| 要旨トップ | 目次 | | 日本生態学会第70回全国大会 (2023年3月、仙台) 講演要旨 ESJ70 Abstract |
一般講演(ポスター発表) P2-093 (Poster presentation)
野外で同時期に開花している植物は、しばしば異なる植物種間で同じ種類の送粉者を共有することが知られている。送粉者の共有は、送粉者を共同誘引して訪花頻度や繁殖成功を高める(正の効果)と雑種化や繁殖干渉などを通じて繁殖成功を低下させる場合(負の効果)が知られている。

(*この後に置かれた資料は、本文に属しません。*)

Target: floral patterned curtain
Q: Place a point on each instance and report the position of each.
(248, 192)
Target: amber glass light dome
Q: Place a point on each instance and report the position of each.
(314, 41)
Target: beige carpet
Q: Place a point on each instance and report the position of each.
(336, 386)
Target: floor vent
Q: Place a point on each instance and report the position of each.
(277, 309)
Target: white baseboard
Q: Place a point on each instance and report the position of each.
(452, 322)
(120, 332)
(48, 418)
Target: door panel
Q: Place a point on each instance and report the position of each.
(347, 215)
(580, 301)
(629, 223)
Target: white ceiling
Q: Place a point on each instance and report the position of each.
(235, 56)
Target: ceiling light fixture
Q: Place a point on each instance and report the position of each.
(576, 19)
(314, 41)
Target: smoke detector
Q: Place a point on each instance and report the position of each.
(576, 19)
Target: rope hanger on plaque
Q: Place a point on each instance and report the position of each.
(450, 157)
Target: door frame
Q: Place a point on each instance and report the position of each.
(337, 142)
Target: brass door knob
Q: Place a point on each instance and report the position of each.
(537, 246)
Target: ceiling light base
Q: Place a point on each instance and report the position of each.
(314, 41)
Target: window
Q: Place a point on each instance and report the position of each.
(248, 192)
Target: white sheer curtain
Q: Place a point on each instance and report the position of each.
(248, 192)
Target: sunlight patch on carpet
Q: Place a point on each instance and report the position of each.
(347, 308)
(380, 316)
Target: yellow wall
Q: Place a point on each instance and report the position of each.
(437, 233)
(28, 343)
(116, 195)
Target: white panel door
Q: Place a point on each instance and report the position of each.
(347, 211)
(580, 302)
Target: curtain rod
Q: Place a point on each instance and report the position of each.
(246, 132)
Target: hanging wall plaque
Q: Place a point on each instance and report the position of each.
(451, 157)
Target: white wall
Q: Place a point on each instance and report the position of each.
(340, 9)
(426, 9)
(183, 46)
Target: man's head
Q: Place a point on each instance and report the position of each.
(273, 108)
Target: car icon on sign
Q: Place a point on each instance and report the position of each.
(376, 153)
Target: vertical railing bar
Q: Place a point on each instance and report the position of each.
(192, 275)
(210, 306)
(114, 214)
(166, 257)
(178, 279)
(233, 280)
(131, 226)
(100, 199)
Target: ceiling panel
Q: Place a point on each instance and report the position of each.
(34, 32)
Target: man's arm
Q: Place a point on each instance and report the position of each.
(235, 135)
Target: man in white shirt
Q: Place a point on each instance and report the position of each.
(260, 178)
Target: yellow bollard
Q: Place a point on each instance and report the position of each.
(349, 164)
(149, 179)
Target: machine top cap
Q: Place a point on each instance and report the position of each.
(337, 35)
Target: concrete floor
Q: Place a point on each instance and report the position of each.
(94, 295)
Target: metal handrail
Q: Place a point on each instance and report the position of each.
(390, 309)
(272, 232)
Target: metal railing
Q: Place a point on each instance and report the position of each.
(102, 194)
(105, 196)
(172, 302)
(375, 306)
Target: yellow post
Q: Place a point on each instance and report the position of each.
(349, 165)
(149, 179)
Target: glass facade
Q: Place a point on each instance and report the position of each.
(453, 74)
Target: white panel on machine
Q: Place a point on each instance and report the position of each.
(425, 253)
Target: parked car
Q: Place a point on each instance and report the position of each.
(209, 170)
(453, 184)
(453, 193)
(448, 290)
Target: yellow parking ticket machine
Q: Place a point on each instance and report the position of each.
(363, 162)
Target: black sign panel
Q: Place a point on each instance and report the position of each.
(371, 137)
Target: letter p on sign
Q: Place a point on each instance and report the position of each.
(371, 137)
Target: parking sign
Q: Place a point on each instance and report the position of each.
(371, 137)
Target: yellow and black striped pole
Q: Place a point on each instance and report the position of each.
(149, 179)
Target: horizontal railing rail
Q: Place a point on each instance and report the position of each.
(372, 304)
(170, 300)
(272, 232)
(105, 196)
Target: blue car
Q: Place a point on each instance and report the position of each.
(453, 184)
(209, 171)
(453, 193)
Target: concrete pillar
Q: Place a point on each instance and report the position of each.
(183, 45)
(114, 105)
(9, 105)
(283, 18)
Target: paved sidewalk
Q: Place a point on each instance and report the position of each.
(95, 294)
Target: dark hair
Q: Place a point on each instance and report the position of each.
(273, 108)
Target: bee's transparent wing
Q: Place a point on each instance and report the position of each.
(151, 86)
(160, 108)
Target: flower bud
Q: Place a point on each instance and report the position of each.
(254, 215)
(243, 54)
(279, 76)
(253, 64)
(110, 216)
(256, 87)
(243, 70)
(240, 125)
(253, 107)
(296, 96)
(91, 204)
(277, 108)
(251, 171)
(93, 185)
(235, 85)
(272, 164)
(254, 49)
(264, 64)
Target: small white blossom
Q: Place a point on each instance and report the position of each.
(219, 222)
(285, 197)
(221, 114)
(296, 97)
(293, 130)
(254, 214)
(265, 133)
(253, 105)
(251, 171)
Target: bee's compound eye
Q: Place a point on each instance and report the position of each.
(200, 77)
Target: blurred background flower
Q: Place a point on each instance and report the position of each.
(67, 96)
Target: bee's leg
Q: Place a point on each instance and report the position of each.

こうした相互作用は、現実に観察される植物群落の構造にも影響すると考えられており、同時開花する植物の花の色や形の組み合わせに着目した研究が行われてきた。しかし、これまでの研究は特に草本群落に着目したものが多く、森林植生を対象にしたものは限られている。そこで本研究では暖温帯常緑二次林に生育する植物を対象に、同時開花植物の花形質やフェノロジーの類似度を、植物の生活型に着目し比較考察した。
調査は鹿児島大学農学部附属高隈演習林の林道で行った。演習林内に約2kmの調査ルートを設定し、開花した虫媒花植物の種名、花筒長、花筒幅、花弁のスペクトル、総称性を記録した。花色については、花弁の分光反射率を分光器で測定し、その値に基づいてある種の花が同時開花する他の花に比べて目立つのか、あるいは地味なのかを判断する指数を算出した。
調査の結果、①林冠種は比較的短い開花期間の中で色や形の似通った種が開花している一方、②林床種では比較的長い開花期間の中で、多様な色や形態の花が開花しているという傾向がみられた。このことから、林冠植物では林床植物よりも種間送粉が相対的に生じやすい状況が生まれていると考えられた。このことは、種間送粉による正の効果と負の効果の相対的な大きさは、林冠種と林床種では、異なっている可能性を示唆している。